Primary competition visual

Inundata: Mapping Floods in South Africa

Helping South Africa
$10 000 USD
Completed (~1 year ago)
Classification
1340 joined
315 active
Starti
Nov 22, 24
Closei
Feb 16, 25
Reveali
Feb 17, 25
User avatar
marching_learning
Nostalgic Mathematics
How to break past under 0.003 ?
Help · 5 Feb 2025, 11:05 · 10

Hello guys, I hope you're enjoying this challenge. I have been scratching my heed with both neural nets and boosting models. Still I couldn't break under 0.003. I will appreciate if you mind sharing some tips.

Happy Zinding !!!

Discussion 10 answers
User avatar
crossentropy
Federal university of Technology, Akure

Same here, struggled to break under this range too regardless of the approach.

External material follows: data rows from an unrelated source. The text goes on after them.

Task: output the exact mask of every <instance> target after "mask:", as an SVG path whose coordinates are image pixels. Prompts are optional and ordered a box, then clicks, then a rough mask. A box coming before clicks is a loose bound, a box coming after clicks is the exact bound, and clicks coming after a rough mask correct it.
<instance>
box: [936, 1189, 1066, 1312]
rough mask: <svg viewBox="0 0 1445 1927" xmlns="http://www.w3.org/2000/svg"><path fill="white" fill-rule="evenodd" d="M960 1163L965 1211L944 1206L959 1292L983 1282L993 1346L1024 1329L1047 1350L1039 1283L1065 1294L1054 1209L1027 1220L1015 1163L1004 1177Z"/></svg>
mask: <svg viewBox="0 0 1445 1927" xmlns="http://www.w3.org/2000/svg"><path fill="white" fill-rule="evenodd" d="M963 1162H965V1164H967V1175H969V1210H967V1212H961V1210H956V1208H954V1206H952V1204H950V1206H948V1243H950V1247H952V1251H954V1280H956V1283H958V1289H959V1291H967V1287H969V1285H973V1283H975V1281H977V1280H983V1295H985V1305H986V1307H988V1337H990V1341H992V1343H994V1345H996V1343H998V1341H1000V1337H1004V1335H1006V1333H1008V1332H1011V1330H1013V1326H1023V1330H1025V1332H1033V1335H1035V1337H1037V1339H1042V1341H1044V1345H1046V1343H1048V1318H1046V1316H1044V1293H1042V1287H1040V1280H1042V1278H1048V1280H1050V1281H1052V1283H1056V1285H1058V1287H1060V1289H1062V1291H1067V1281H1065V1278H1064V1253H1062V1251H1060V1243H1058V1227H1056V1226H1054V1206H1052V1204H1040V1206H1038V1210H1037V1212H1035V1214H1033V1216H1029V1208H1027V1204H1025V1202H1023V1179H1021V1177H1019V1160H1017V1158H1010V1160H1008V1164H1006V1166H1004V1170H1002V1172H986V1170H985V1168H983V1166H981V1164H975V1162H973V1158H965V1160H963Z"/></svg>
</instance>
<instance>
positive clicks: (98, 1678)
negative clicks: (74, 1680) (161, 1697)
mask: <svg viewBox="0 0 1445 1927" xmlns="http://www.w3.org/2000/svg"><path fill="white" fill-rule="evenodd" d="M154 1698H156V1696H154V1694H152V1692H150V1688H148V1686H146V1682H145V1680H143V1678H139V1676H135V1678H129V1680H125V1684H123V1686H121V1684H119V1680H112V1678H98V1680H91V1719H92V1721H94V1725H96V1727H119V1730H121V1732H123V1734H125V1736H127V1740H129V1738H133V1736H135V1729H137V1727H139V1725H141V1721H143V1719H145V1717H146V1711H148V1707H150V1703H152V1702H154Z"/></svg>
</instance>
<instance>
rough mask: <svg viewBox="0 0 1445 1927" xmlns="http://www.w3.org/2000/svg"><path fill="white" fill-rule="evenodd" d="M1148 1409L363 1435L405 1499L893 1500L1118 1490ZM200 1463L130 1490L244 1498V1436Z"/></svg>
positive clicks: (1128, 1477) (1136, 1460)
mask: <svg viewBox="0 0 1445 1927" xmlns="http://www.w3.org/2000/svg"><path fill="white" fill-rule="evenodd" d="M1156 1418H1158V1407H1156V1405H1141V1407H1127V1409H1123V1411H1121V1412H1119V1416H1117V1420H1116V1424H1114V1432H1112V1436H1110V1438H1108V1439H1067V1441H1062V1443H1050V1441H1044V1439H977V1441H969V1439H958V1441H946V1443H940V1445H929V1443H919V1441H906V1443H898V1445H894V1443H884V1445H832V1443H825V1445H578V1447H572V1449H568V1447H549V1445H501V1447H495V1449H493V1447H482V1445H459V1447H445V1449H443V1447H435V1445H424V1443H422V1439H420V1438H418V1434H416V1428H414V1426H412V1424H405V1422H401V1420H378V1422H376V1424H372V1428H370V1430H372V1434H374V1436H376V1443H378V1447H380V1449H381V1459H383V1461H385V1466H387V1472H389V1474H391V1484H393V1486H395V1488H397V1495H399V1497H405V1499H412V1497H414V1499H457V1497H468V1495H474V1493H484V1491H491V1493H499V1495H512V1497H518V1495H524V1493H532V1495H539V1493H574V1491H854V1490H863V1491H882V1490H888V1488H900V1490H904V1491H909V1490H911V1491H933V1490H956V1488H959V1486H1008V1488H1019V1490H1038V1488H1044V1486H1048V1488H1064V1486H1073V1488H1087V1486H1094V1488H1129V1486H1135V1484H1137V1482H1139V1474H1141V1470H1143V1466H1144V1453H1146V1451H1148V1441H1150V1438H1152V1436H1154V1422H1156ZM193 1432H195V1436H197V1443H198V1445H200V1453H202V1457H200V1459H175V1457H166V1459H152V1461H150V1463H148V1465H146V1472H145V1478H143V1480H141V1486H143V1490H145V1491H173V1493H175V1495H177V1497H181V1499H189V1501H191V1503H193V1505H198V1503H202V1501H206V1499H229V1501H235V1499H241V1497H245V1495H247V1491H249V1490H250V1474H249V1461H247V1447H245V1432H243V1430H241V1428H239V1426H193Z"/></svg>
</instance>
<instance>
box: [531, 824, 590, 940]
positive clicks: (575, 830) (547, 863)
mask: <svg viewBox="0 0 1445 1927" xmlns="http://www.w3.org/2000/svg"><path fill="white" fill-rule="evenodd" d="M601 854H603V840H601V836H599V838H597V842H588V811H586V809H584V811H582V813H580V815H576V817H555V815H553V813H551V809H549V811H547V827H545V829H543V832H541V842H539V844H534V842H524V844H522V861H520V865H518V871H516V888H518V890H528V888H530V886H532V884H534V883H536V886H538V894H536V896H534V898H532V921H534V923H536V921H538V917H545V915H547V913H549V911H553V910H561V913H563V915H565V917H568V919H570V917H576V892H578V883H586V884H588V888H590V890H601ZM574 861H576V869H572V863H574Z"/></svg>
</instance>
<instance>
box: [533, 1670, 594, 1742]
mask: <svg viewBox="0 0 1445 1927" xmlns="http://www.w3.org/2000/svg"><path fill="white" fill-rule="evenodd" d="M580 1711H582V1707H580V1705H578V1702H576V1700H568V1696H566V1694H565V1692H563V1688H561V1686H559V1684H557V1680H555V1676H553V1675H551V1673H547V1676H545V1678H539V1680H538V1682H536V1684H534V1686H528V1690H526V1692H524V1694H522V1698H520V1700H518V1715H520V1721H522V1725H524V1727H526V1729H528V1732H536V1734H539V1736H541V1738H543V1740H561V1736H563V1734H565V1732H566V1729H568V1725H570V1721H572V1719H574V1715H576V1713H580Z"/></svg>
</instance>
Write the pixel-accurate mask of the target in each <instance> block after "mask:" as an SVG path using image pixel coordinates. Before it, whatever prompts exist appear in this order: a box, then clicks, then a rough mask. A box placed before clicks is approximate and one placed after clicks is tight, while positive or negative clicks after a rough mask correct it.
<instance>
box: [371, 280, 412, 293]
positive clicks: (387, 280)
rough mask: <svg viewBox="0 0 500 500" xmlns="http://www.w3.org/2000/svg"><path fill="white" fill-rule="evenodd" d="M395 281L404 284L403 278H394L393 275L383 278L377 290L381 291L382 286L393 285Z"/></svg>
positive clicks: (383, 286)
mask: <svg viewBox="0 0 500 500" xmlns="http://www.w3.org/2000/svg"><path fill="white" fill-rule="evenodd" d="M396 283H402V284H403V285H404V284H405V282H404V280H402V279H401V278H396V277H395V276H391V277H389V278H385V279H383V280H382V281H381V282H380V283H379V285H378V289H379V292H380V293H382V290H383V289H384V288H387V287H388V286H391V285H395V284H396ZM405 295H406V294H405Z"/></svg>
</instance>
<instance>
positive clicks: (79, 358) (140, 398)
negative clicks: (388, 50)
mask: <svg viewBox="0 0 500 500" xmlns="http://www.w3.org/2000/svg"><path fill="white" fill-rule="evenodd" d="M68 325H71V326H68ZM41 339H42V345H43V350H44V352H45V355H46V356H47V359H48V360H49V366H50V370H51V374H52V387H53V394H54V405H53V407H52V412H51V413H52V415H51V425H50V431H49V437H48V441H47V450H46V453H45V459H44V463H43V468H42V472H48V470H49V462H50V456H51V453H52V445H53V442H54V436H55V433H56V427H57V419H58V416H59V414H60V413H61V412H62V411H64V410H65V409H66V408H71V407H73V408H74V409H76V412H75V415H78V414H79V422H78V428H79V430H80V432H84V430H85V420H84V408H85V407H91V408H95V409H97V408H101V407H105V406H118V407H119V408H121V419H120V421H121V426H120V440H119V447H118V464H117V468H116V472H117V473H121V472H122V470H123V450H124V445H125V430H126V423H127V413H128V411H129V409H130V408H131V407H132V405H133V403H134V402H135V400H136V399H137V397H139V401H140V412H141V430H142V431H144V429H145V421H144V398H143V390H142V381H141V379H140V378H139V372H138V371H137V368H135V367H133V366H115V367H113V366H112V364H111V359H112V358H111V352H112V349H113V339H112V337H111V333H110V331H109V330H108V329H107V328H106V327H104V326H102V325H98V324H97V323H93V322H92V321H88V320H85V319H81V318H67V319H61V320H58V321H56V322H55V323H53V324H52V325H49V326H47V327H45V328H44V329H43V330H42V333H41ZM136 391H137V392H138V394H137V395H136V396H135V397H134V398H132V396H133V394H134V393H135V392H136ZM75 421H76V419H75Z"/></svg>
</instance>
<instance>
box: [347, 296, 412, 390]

I'm here for the tips too 👍

5 Feb 2025, 11:10
Upvotes 1
User avatar
Semaka_Mathunyane
University of South Africa

Atleast you got 0.003 mine is a disaster

5 Feb 2025, 11:27
Upvotes 1

Looks like boosting models are the successful approach here

I've got 0.0027 on leaderboard with a LightGBM model averaging the predictions of a 10-fold CV, stratifiying the time series according to whether or not they contain a flood

For each day I simply used as features the day number (0-729), the precipitation value, and all the other days precipitation values (729 lags)

I'm sure with some parameter tuning and better featurization the score can improve

I'm curious if any numeric feature calculated from images can help, in all my experiments the images were of no help

6 Feb 2025, 09:47
Upvotes 7
User avatar
marching_learning
Nostalgic Mathematics

Thank you for sharing. So for a given day let say day t, you are using lags from day t-1, day t-2,....., to day 1.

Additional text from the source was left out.